It’s official: Google is hosting an event in New York City on October 9.
The search giant this afternoon sent invitations bearing the phrase “I <3 NY” and the hashtag #madebygoogle to VentureBeat and a host of other media outlets, which honestly doesn’t give us a lot to go on. Given the increased frequency of Pixel 3 and Pixel 3 XL leaks this past month, though, there’s a good chance Google’s hotly anticipated pair of flagship smartphones will make an appearance.
If the rumors are to be believed, they’ll both have dual front-facing cameras, wireless charging, stereo speakers, Active Edge shortcuts, Android 9.0 Pie (the latest version), Qualcomm’s speedy Snapdragon 845 system-on-chip paired with 4GB or 6GB of RAM. And that’s pretty much where their similarities will end.
Bloomberg reports that the Pixel 3 XL will have a notch not unlike Apple’s iPhone X, if potentially a bit wider. It’s said to sport a larger screen than the 5.4-inch Pixel 3, as the “XL” label implies, with an edge-to-edge design and a 19:9 aspect ratio.

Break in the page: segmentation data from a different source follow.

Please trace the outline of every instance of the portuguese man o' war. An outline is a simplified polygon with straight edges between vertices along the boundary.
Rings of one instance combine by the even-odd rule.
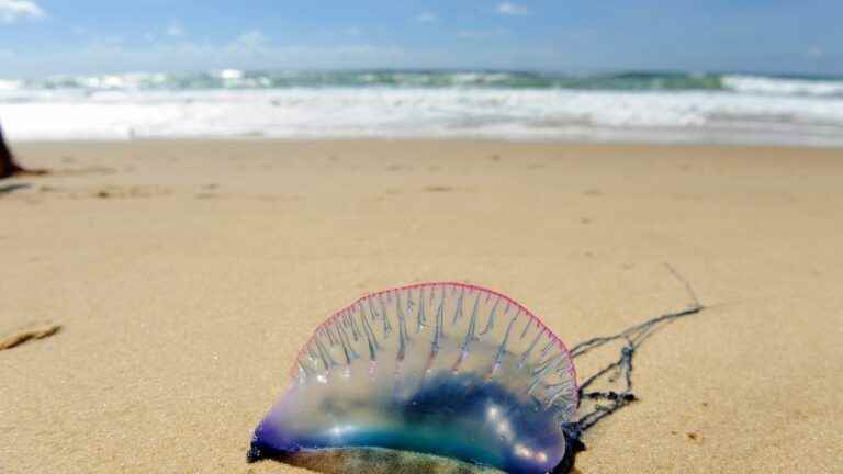
[[[569,351],[525,306],[480,286],[424,283],[363,296],[301,349],[248,460],[324,473],[567,472],[582,432],[634,399],[634,347],[584,383],[626,371],[621,393],[584,393],[573,356],[650,334],[634,329]],[[581,397],[611,405],[576,419]]]

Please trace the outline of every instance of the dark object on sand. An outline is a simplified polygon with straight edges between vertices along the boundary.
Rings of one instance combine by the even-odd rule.
[[[527,308],[479,286],[436,282],[363,296],[300,351],[293,383],[247,459],[326,474],[567,473],[583,433],[637,399],[637,349],[702,309],[668,270],[690,306],[570,351]],[[573,359],[611,342],[625,342],[618,360],[577,387]]]
[[[14,174],[46,174],[46,170],[27,170],[14,161],[14,156],[3,139],[3,129],[0,128],[0,179]]]
[[[0,337],[0,351],[18,347],[24,342],[48,338],[61,330],[61,325],[46,323],[23,328],[8,337]]]
[[[685,285],[685,289],[688,292],[690,304],[685,309],[648,319],[612,336],[588,339],[577,343],[571,349],[571,358],[576,359],[602,346],[616,341],[625,342],[620,349],[618,359],[615,362],[598,370],[580,384],[580,387],[577,388],[577,399],[580,400],[578,408],[581,413],[584,410],[586,413],[576,421],[563,424],[562,429],[565,432],[565,440],[567,441],[569,449],[565,452],[565,458],[554,473],[566,473],[574,466],[576,454],[580,451],[585,451],[585,444],[582,442],[583,433],[593,428],[600,420],[638,400],[634,393],[632,393],[632,360],[634,359],[636,351],[639,347],[662,326],[666,326],[676,319],[695,315],[706,308],[699,303],[699,300],[697,300],[697,295],[690,286],[690,283],[682,278],[673,267],[670,264],[666,264],[666,267],[667,270]],[[621,383],[622,388],[619,391],[588,391],[592,385],[599,382],[607,383],[608,385]]]

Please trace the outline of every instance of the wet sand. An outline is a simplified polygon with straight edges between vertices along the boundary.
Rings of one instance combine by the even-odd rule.
[[[665,262],[709,308],[642,347],[580,472],[843,472],[843,150],[14,148],[54,173],[0,182],[0,340],[60,330],[0,351],[0,472],[304,472],[246,464],[251,431],[360,294],[481,284],[571,346],[685,307]]]

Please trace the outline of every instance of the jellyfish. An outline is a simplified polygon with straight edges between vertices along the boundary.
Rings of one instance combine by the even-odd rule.
[[[584,433],[636,400],[638,348],[701,311],[694,302],[569,349],[524,305],[485,287],[434,282],[366,295],[301,349],[247,459],[335,474],[566,473]],[[574,359],[618,341],[618,359],[577,384]],[[593,390],[600,381],[621,386]]]

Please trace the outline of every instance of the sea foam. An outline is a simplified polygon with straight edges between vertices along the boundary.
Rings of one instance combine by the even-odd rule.
[[[11,139],[501,138],[843,145],[843,81],[505,71],[0,81]]]

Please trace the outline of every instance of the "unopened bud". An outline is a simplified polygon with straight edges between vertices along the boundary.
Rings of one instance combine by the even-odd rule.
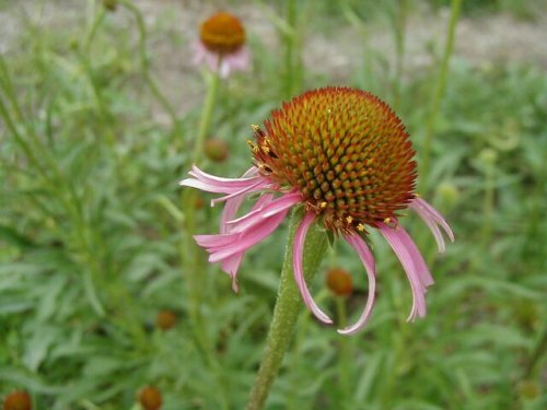
[[[13,391],[5,396],[3,410],[31,410],[31,396],[26,391]]]
[[[333,268],[327,272],[327,286],[337,296],[349,296],[353,291],[351,276],[341,268]]]
[[[160,311],[155,317],[155,326],[162,330],[168,330],[176,324],[176,315],[171,311]]]
[[[160,410],[162,408],[162,395],[155,387],[147,386],[139,393],[139,402],[144,410]]]
[[[459,191],[457,187],[453,183],[449,181],[443,181],[439,184],[437,192],[441,197],[441,201],[445,203],[449,208],[454,206],[459,198]]]
[[[522,380],[519,383],[517,389],[519,396],[524,400],[534,400],[540,394],[539,386],[534,380]]]
[[[209,160],[222,162],[228,157],[228,144],[218,138],[211,138],[205,143],[205,152]]]
[[[116,8],[118,7],[118,1],[117,0],[103,0],[103,7],[109,11],[116,11]]]

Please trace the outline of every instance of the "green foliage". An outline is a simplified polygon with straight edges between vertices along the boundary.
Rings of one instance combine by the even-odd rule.
[[[166,410],[242,408],[261,358],[287,229],[247,253],[240,294],[205,255],[200,265],[186,258],[177,181],[190,166],[201,97],[173,108],[165,85],[155,83],[162,66],[154,45],[181,43],[162,21],[139,26],[138,9],[120,1],[105,13],[95,3],[66,27],[51,27],[0,1],[0,12],[24,27],[0,57],[0,397],[26,389],[37,409],[129,409],[140,388],[154,385]],[[394,1],[316,3],[301,5],[309,19],[296,21],[310,36],[348,19],[358,25],[393,19],[398,10]],[[374,3],[371,13],[364,3]],[[417,2],[409,3],[411,12]],[[213,113],[214,137],[230,148],[226,162],[206,164],[219,175],[248,167],[248,127],[286,93],[281,47],[266,49],[259,34],[249,40],[254,71],[223,83]],[[302,51],[299,42],[293,52]],[[177,61],[190,59],[186,46]],[[348,85],[393,101],[419,153],[435,66],[393,79],[386,56],[365,57]],[[296,89],[330,81],[314,67],[300,83],[299,75],[290,80]],[[196,72],[171,87],[190,95],[198,82]],[[404,222],[437,280],[428,316],[405,323],[410,291],[395,256],[372,234],[379,289],[371,323],[344,339],[303,314],[268,408],[547,406],[545,118],[545,70],[452,60],[422,190],[456,242],[437,257],[421,222]],[[219,212],[196,211],[200,233],[216,232]],[[353,317],[366,294],[358,257],[335,241],[326,265],[353,273],[358,291],[346,304]],[[200,323],[187,284],[194,269],[201,269],[203,285]],[[335,312],[322,280],[313,286],[318,303]],[[155,316],[165,308],[177,324],[160,330]]]

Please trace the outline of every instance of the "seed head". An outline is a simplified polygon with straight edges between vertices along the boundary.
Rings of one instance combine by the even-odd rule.
[[[5,397],[3,410],[31,410],[31,396],[26,391],[13,391]]]
[[[351,274],[341,268],[334,268],[327,272],[327,286],[337,296],[349,296],[353,291]]]
[[[162,330],[168,330],[176,325],[176,315],[167,309],[160,311],[155,317],[155,326]]]
[[[139,393],[139,402],[144,410],[160,410],[162,408],[162,395],[155,387],[147,386]]]
[[[209,51],[232,54],[245,43],[245,28],[235,15],[219,12],[203,23],[199,31],[201,42]]]
[[[415,151],[395,113],[369,92],[325,87],[254,126],[255,165],[335,233],[393,223],[415,198]]]

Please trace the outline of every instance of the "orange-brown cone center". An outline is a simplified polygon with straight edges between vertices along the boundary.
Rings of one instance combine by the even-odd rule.
[[[415,198],[415,151],[395,113],[365,91],[306,92],[255,127],[255,165],[299,190],[309,211],[338,232],[389,222]]]
[[[245,43],[245,28],[241,21],[225,12],[220,12],[201,23],[201,43],[213,52],[231,54]]]

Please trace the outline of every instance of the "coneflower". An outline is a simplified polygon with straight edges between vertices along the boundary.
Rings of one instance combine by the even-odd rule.
[[[196,235],[197,243],[232,278],[245,251],[270,235],[293,207],[304,216],[293,245],[294,280],[306,306],[325,324],[330,317],[314,302],[303,274],[303,248],[313,223],[344,237],[361,258],[369,278],[369,295],[356,324],[338,330],[350,335],[366,323],[374,304],[375,266],[363,236],[374,229],[400,260],[412,290],[408,320],[426,315],[424,293],[433,279],[414,241],[399,224],[400,211],[412,209],[426,222],[439,250],[441,229],[454,239],[443,216],[416,192],[415,151],[405,126],[380,98],[365,91],[325,87],[306,92],[271,113],[264,129],[253,126],[248,141],[254,165],[242,178],[223,178],[194,167],[181,185],[222,194],[211,204],[225,202],[218,235]],[[237,218],[251,194],[258,199]]]
[[[226,12],[219,12],[201,23],[199,42],[194,48],[194,62],[207,63],[221,78],[232,71],[248,70],[251,66],[245,28],[240,19]]]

New phones probably aren’t the only hardware Google has in store. During last year’s October 9 event in San Francisco, the Mountain View company unveiled the Pixel 2, Pixel 2 XL, Google Home Mini and Google Home Max, Pixel Buds, Pixelbook, and Clips.

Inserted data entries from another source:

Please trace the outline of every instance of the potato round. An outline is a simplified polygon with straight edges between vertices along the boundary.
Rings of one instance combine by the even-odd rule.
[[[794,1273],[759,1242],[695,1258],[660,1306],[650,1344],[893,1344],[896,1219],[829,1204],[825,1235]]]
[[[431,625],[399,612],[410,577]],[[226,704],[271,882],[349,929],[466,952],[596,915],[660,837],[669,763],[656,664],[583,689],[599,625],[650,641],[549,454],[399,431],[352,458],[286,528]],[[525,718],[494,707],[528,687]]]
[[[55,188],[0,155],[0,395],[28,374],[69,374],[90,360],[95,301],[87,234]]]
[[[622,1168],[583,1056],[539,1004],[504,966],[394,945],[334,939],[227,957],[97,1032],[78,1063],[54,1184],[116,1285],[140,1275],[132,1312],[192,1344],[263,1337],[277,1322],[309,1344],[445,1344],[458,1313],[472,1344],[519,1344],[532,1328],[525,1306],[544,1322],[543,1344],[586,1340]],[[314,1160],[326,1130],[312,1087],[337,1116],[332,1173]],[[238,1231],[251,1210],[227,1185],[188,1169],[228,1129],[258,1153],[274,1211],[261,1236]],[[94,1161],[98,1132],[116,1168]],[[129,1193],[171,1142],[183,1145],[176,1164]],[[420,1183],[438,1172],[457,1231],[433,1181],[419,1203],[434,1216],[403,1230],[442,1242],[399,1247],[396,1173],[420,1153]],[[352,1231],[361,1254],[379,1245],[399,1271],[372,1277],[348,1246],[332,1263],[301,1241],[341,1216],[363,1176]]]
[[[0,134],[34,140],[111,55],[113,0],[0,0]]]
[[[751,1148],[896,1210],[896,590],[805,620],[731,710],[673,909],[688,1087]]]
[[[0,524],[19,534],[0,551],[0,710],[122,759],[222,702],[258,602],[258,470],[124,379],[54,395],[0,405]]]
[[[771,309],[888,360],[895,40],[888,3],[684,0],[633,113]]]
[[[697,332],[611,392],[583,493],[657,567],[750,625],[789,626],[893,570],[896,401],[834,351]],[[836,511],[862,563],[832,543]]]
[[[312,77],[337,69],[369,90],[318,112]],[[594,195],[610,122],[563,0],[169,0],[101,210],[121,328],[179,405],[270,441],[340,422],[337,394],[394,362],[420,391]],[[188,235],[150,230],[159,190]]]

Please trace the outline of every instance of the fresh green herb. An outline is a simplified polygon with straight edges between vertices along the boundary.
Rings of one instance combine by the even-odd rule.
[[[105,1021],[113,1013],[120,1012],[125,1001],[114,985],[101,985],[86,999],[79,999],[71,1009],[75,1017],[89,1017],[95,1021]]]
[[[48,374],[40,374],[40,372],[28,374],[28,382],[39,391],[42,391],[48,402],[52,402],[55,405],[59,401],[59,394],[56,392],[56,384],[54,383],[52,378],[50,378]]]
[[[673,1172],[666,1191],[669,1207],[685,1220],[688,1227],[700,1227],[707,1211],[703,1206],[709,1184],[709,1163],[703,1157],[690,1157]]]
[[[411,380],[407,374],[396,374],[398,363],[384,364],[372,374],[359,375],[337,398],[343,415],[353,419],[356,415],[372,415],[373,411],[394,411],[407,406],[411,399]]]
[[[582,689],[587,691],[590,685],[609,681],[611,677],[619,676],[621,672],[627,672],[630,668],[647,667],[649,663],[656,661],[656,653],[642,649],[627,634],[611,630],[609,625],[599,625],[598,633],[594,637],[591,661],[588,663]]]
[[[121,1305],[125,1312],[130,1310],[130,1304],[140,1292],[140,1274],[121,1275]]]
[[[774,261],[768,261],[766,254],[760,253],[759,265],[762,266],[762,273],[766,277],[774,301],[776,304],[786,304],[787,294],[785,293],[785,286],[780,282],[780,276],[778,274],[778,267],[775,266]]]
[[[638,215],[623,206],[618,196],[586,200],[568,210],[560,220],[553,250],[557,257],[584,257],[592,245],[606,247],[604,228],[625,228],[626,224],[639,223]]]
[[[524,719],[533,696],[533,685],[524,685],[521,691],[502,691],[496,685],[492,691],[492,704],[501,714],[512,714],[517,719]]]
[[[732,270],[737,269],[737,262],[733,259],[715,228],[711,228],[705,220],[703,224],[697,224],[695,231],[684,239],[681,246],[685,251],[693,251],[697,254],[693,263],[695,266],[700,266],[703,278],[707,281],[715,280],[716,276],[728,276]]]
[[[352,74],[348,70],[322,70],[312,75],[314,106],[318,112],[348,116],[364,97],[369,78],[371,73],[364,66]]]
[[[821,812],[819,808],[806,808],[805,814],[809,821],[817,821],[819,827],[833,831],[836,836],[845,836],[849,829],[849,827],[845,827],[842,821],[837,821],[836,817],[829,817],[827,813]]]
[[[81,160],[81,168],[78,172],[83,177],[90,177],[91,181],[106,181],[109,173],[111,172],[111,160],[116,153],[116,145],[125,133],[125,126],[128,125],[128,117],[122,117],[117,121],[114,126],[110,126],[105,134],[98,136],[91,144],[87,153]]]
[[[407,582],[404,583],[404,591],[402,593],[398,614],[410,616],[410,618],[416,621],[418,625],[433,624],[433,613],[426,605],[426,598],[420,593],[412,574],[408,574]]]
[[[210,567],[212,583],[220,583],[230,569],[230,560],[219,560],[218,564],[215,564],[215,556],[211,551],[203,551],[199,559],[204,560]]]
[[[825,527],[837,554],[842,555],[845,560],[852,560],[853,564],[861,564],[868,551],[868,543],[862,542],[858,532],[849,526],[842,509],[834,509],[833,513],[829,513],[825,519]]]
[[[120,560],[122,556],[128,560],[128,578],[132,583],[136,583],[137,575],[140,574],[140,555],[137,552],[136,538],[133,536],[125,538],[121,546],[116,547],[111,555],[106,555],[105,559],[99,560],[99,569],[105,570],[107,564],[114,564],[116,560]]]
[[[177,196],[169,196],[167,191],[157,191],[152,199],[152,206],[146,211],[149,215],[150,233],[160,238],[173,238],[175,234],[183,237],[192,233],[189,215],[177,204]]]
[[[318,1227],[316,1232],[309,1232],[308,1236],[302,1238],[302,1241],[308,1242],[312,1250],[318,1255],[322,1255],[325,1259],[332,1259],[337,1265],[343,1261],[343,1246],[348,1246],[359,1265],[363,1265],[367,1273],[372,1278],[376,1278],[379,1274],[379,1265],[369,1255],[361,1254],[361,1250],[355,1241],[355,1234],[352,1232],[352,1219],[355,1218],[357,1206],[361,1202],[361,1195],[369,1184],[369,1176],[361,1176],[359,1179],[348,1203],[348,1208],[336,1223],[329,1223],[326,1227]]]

Add to this fall hardware lineup a second-generation Pixelbook, with smaller bezels, scheduled to ship before the end of the year.
— Evan Blass (@evleaks) July 22, 2018
Of the product lineups most likely to see a refresh, the Pixelbook is a top contender. Sometime VentureBeat contributor Evan Blass tweeted in July that a Pixelbook 2 with smaller bezels is due out “before the end of this year,” and according to 9to5Google, it’s detachable — it’ll work free of its keyboard base as a tablet. Other highlights include a 2400 x 1600 screen resolution, two USB ports, and a low-power variant of Intel’s Kaby Lake processor family.
We’re hoping to learn more about Google Coach, a rumored multiplatform Google wellness service powered by AI. Android Police reported earlier this year that it’d deliver fitness and activity insights proactively, and keep track of nutrition and calorie intake.
And there’s a decent chance we’ll hear about Pixel-exclusive, AI-centric software features like Now Playing.
One thing we won’t see is a Google-designed Watch running its smartwatch operating system, Wear OS. Miles Barr, the company’s director of engineering for Wear OS, told Tom’s Guide in an interview that it has no plans to release a wearable this year.
As for new Google Home devices, it’s anyone’s guess. Ditto for updated Pixel Buds earbuds and a Clips camera. Rest assured we’ll keep you posted.